The Nadgee to Mallacoota Inlet Important Bird Area comprises some 385 sqkm of coastal and subcoastal land at the south-eastern corner of the Australian continent, where Cape Howe marks the junction between the Tasman Sea and Bass Strait, as well as the eastern end of the state border between New South Wales and Victoria. It includes the whole of the 207 sqkm Nadgee Nature Reserve in New South Wales with the adjoining 167 sqkm eastern section of the Croajingolong National Park in East Gippsland, Victoria. The western border of the site is formed by Mallacoota Inlet.

==Description==
The habitat contained in the IBA is mainly a mosaic of coastal heath and eucalypt woodland, including patches of temperate rainforest, wet heath, sedge swamp, dune swales and dry shrubland.
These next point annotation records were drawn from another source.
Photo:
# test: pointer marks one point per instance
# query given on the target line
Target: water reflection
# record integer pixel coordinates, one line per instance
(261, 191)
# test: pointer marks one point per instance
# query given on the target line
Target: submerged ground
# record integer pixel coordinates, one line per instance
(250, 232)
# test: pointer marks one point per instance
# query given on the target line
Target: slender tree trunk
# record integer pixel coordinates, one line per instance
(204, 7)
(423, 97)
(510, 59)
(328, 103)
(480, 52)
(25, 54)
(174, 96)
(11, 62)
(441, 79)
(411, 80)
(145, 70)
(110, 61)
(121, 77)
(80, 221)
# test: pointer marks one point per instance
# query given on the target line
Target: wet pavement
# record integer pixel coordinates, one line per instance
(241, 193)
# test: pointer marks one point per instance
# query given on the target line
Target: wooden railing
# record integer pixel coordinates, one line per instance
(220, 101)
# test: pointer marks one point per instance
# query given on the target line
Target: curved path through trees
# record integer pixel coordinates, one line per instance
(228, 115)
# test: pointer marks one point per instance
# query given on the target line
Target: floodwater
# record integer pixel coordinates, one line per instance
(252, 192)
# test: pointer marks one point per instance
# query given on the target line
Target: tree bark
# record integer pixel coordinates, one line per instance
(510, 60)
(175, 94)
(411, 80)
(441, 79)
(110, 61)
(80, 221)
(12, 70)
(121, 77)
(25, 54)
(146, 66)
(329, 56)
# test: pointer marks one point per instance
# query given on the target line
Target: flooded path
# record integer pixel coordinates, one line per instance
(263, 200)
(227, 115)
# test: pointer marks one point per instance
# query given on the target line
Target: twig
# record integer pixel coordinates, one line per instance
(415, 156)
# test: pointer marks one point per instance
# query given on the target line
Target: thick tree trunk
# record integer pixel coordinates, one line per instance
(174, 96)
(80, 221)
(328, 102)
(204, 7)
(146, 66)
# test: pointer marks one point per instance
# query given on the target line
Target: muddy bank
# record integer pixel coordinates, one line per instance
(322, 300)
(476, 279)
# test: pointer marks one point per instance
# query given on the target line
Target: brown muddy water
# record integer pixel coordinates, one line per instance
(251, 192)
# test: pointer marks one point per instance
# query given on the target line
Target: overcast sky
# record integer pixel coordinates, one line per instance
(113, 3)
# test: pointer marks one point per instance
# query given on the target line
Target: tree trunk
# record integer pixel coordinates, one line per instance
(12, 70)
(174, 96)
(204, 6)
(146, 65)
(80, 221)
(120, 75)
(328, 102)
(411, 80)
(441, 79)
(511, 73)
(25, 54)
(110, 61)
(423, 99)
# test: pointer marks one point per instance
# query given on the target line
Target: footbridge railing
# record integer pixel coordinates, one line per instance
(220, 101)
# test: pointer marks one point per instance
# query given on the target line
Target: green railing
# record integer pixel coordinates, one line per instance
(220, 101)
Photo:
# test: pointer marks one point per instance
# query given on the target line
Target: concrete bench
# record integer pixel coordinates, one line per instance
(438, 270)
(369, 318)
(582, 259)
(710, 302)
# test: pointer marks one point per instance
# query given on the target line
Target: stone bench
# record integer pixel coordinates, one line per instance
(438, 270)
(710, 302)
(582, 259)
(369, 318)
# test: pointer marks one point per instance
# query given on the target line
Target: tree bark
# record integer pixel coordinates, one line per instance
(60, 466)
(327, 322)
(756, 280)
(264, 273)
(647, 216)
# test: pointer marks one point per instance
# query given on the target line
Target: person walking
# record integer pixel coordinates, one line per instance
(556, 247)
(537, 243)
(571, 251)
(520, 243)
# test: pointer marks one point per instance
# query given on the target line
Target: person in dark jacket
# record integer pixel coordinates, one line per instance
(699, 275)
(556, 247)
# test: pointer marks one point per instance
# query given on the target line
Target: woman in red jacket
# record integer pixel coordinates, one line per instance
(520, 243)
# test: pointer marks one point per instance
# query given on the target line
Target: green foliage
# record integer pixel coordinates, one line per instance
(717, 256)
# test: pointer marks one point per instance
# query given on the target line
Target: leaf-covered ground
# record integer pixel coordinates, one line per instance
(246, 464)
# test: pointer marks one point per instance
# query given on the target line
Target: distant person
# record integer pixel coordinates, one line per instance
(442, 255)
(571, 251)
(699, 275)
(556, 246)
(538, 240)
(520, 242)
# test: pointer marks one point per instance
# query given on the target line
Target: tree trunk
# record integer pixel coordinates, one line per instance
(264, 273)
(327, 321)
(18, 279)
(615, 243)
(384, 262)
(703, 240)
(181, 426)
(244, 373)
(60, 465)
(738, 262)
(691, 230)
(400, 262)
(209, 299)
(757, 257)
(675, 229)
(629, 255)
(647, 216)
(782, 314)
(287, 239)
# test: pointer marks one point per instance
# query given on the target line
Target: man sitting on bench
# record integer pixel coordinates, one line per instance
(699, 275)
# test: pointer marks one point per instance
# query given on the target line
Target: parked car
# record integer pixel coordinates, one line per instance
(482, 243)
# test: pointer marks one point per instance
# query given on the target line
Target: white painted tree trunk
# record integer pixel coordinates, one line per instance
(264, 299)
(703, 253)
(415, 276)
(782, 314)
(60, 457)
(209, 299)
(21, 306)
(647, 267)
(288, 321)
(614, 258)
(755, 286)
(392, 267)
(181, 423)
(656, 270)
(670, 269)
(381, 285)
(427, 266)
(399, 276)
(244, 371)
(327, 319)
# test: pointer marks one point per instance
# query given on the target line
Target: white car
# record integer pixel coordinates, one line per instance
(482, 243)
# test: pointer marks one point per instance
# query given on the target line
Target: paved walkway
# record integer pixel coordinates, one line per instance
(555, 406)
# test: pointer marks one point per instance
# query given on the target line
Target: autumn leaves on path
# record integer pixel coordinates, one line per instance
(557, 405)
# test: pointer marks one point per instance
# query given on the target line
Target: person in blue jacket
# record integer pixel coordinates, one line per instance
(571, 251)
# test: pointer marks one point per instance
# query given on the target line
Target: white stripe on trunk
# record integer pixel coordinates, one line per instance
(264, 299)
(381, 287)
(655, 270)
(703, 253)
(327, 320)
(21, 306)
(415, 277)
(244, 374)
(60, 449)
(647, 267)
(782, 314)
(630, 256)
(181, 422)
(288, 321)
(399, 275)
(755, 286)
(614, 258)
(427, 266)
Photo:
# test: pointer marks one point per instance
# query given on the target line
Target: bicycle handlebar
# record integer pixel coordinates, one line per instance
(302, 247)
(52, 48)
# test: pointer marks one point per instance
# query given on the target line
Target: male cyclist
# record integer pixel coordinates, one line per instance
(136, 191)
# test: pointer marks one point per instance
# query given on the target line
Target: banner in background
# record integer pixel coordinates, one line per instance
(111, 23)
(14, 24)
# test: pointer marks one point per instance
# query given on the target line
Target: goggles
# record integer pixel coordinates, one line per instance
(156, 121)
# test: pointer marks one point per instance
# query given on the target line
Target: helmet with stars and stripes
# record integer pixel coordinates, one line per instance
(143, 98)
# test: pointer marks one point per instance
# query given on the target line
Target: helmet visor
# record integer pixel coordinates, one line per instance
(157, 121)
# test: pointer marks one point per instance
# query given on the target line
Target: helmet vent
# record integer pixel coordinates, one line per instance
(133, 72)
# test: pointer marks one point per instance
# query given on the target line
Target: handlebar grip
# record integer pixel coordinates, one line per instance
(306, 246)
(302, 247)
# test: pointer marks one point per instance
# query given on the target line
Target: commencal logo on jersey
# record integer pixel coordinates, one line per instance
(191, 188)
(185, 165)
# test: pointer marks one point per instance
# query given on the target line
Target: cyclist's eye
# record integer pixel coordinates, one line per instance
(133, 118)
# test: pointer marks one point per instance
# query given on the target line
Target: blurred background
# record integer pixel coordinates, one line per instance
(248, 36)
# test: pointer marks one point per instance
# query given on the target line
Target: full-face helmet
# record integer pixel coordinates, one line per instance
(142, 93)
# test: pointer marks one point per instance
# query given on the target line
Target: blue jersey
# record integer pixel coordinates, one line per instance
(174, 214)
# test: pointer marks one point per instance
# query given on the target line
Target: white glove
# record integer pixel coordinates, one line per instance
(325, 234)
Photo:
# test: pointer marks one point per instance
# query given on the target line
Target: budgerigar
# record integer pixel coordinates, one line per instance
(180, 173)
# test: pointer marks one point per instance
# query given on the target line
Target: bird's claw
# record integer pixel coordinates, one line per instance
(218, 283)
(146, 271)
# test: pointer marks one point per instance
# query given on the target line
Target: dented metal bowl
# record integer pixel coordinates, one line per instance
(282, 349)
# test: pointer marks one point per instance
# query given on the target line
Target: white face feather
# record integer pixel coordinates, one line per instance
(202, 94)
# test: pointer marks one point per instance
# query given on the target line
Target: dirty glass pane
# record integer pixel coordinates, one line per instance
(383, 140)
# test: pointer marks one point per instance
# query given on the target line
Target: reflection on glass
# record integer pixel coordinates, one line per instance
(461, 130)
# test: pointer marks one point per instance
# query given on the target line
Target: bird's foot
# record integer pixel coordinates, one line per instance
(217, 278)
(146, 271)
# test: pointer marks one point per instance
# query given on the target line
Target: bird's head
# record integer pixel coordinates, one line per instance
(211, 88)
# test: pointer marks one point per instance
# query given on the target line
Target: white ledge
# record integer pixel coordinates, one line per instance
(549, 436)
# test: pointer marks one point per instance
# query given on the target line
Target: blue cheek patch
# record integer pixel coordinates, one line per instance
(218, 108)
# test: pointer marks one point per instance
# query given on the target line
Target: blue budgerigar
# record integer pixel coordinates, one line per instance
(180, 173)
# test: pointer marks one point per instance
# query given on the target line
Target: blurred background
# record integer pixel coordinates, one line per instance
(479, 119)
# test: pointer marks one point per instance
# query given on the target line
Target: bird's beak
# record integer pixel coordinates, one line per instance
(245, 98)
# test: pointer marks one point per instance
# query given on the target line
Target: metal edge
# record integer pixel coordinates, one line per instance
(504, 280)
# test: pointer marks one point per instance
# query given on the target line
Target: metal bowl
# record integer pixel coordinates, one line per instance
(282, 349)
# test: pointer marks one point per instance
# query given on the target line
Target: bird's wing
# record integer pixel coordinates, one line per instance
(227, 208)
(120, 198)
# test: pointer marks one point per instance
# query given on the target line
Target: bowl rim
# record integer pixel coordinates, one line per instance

Its temperate coastal vegetation constitutes one of the least disturbed such areas on the mainland of Australia, giving it a nationally significant level of structural and floristic integrity. Among the plants are six rare and several restricted species, with 24 species at their southern distributional limit.

==Fauna==
===Birds===
The site has been identified by BirdLife International as an Important Bird Area (IBA) because it supports the isolated southernmost population of the endangered eastern bristlebird, with an estimated size of 300 individuals, as well as a population of pilotbirds. Other birds for which the IBA is important include ground parrots, pied and sooty oystercatchers, powerful, sooty and masked owls, pink robins, striated fieldwrens and hooded plovers.

===Mammals===
Mammals found in the area include long-nosed potoroos, southern brown bandicoots, yellow-bellied gliders, tiger quolls and dingos.